Nancy worked hard that week. Her hands and arms got scratched; she had even a scratch across her nose. The blackberry vines seemed almost like tangible foes; but she pushed and tussled with them until she had picked the six quarts.
On Monday Aunt Lucretia had the minister and his wife to tea, and made blackberry shortcake; on Friday she made blackberry jelly. All Nancy's part of the contract was promptly fulfilled, but Aunt Lucretia's was not. She had not a cent of change in her purse when Nancy brought in the last instalment of berries.

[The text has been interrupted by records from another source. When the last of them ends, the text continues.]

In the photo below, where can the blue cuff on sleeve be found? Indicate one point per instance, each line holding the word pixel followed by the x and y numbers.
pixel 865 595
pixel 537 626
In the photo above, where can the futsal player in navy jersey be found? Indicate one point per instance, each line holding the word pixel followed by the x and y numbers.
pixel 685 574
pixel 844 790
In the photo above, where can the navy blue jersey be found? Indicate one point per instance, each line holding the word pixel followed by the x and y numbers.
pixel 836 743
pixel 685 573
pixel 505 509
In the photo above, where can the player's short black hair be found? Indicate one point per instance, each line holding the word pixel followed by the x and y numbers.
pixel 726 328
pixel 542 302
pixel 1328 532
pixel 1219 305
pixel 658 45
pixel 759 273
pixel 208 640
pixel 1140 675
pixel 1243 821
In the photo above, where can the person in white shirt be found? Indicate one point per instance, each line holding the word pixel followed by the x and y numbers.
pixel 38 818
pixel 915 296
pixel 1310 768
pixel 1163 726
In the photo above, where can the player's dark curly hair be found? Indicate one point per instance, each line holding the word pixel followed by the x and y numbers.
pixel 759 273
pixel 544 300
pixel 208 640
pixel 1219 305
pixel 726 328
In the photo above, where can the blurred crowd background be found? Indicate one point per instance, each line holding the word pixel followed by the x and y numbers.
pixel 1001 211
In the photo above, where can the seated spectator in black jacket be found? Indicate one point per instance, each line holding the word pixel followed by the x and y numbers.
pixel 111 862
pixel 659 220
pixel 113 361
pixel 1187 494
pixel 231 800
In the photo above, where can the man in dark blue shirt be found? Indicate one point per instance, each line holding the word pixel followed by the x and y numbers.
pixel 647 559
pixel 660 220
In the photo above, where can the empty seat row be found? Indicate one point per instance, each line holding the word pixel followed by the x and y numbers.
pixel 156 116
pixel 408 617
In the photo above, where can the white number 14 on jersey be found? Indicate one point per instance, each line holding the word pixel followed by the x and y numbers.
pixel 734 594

"You'll have to wait two or three days until I can get this bill changed," said she. "You've been real smart about picking 'em. You've picked 'em clean, too. Here's a piece of sweet-cake for you."
Nancy went home in the hot sun. Her red, scratched face looked gloomy and discouraged in the depths of the Shaker bonnet. She nibbled at the sweet-cake as she went along, but she did not care for it. Here it was Friday forenoon, and she had to wait two or three days for her forty-two cents. Flora's money would come, and she would buy the sweet-grass basket. Nancy felt quite desperate. That afternoon she teased her mother to let her go over to Aunt Lucretia's again.
"No; you don't go a step," said her mother. "She's making jell', and you've been over there once to-day. You can sit down with your knitting-work this afternoon, and be contented."